The CAM6+DART Reanalysis used “observation sequence files” which contain the types of observations in the table below (“T” = temperature, “U” = zonal wind, “V” = meridional wind, “Q” = specific humidity, “refractivity” = the bending of light by density variations). These files are available on NSF NCAR’s glade file system: /glade/campaign/cisl/fs1_p_relocation/dares/Observations/NCEP+ACARS+GPS+AIRS/Thinned_x9x10. Versions of these files, which also have the results of the reanalysis in them, are available from the RDA d345000 .

NCEP: NCEP’s PREPBUFR files (prepqm) in NSF NCAR’s Research Data Archive: newer or older
COSMIC: UCAR’s COSMIC program provides atmospheric refractivity from a variety of satellites (including COSMIC), which receive Global Positioning System radio occultation signals.
AIRS: Retrievals from infrared soundings from the AQUA satellite They are thinned by a factor of 90 to make their density comparable to the radiosonde network.

Observation or Retrieval	Platform	Distribution	Data Source
T, U, V, Q	Radiosondes from balloons	mostly land	NCEP
T, U, V	ACARS commercial aircraft	mostly North America	NCEP
T, U, V	AIRCRAFT commercial aircraft	mostly non-North America	NCEP
U, V	Cloud drift winds from GOES satellites	midlatitudes and tropics	NCEP
index of refraction	Global Positioning System receivers	global	COSMIC
T, Q	AQUA satellite; AIRS instrument	global	AIRS
altimeter	Radiosondes, bouys	global surface	NCEP

Sample sets of observations can be used with CAM+DART assimilations, of which the NCEP BUFR observations are the most widely used.

The CAM-FV DART Interface

The 19 public interface subroutines in model_mod.f90 are standardized for all DART compliant models. These interfaces allow DART to get the model state and metadata describing this state, find state variables that are close to a given location, and do spatial interpolation for a variety of variables required by observational operators.
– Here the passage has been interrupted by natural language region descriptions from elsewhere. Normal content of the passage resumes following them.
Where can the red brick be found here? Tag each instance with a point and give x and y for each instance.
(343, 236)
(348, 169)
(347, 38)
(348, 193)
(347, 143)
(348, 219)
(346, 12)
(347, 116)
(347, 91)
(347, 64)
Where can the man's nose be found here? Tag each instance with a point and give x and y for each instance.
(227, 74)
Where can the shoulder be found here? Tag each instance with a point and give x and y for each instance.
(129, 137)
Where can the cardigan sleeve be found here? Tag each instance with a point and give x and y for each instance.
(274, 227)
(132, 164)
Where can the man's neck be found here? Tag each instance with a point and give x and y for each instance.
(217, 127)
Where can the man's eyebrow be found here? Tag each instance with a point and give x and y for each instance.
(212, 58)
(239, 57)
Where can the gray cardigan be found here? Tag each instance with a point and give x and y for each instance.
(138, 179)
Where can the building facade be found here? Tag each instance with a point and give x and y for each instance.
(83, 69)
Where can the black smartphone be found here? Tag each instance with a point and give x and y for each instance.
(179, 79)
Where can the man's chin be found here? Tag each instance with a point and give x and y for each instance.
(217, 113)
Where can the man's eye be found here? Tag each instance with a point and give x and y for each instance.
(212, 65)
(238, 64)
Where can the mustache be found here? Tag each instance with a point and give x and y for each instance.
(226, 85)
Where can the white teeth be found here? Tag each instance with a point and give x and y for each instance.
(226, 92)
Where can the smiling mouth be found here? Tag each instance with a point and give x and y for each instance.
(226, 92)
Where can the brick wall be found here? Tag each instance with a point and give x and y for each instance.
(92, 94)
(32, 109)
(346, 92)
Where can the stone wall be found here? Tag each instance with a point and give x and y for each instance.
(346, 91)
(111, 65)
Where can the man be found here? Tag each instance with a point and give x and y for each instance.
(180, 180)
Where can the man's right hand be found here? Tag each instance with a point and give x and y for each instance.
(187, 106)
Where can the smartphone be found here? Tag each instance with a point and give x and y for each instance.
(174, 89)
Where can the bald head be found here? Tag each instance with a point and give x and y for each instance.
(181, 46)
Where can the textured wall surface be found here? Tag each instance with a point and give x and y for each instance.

Your choices for how the assimilation (not the hindcast) will happen are defined in the cam-fv/work/input.nml file. In that file, the model_nml namelist lets you control the interaction with CAM-FV. The CAM-FV, which DART will interact with, is defined by the setup scripts, as described next.

Setup Scripts

Unlike pre-Manhattan versions of DART-CAM, CESM (CAM) runs using its normal scripts, then stops and calls a DART script, which does the desired assimilation tasks, then returns to the CESM run script for the next model advance. See the CESM interface documentation in the CESM readme for more general information about running DART with CESM. Due to the complexity of the CESM software environment, the versions of CESM which can be used for assimilation are more restricted than previously. Each supported CESM version has similar, but unique, sets of setup scripts and CESM SourceMods. Those generally do not affect the cam-fv/model_mod.f90 interface.

The primary purpose of a setup script is to set up a CESM “CASE” (compset, resolution, etc.), which can be used by DART. The ability to use DART programs is then set up by a second script; DART_config, which was created by the setup script. Here is an outline of the scripts, which are currently (2021) in shell_scripts. They are roughly in order of complexity, which is the order in which you might want to use them. The indenting shows which scripts are used by, or associated with, another script.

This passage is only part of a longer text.